When I offer Memoir Writing classes I adopt a jigsaw puzzle approach. Each journal activity helps us, not only pick the long rusted locks that protect things we have stored in lock proof places, but enables us to make a piece that will form the completed puzzle. When you add tarot to this practice as a source of inspiration, you enter a vivid landscape of images, symbols, depicted scenarios, people cards, and archetypal energies.

In this session we began by drawing with our non dominant hand. Participants could choose to draw a childhood room, their neighbourhood, a route they walked to school, places where they played. We drew, using crayons, for ten minutes.

Then we wrote, using our dominant hands for another ten minutes. We wrote notes, phrases, words and posed any questions. I found asking myself what it was that I was choosing not to remember.

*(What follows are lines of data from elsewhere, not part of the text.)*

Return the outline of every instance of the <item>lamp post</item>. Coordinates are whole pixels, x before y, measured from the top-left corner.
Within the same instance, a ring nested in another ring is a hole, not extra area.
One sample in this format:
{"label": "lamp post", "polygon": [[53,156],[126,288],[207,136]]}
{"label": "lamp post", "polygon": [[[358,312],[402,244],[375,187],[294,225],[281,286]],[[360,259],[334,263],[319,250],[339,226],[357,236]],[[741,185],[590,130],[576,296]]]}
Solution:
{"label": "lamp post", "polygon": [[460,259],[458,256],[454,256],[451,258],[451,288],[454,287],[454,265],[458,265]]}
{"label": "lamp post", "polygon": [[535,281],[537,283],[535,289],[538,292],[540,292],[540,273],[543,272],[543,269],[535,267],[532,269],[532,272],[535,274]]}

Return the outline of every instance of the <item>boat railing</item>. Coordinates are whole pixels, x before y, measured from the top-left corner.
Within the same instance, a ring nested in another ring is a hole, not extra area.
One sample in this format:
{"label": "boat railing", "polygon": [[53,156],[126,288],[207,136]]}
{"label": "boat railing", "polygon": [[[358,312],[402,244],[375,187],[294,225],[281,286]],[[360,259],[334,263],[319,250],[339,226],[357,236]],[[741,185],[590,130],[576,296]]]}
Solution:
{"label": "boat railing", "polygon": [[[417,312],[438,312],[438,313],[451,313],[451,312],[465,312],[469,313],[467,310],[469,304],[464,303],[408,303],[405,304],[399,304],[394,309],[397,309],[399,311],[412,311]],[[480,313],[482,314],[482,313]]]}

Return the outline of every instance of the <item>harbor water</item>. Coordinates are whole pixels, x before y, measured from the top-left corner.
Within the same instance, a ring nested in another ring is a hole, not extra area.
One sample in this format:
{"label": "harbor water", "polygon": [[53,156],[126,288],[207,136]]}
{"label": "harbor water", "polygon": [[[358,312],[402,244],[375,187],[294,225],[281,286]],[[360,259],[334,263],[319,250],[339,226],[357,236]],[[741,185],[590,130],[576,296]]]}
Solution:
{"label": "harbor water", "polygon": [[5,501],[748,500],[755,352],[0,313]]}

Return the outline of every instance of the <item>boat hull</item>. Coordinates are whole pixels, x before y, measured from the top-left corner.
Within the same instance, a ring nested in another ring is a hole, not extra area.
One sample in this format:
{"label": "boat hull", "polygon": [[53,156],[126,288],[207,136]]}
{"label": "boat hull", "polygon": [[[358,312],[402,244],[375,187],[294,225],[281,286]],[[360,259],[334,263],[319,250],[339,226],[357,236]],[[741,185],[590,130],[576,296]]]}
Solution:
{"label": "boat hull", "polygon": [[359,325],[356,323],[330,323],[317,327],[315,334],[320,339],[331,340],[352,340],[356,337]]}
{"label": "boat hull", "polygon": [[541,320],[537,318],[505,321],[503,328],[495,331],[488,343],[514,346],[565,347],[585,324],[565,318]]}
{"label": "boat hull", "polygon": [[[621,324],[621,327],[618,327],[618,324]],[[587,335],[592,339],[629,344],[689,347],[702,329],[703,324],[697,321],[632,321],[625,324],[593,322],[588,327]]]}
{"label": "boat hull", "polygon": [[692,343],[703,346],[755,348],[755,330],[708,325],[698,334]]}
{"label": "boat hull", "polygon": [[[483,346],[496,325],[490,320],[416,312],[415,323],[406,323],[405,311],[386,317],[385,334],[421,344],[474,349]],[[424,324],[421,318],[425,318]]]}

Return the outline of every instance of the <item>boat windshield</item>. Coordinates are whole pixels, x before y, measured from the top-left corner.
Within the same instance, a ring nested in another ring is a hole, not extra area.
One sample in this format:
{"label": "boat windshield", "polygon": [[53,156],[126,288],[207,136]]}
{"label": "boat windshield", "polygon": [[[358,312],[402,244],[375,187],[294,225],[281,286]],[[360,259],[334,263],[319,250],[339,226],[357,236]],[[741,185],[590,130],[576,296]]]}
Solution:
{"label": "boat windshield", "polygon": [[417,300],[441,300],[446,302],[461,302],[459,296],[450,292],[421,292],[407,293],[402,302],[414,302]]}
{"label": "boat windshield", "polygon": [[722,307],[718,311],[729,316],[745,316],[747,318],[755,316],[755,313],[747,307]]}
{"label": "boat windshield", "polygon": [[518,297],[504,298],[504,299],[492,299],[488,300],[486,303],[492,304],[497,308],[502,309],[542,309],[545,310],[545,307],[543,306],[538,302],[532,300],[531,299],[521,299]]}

It was at this point I drew an Inner Child Card for clarification.

I cannot deny that I resisted the two of swords when it appeared but there was no doubt that it confronted me with a reality. As a child it sometimes felt like I was in a duel as I strived to maintain harmony.

The second card was drawn by a participant to help clarify what she was also choosing to forget.

Drawing this card draws out memories from behind a tightly locked door and provides me wth the opportunity to spend at least 20 minutes journal writing.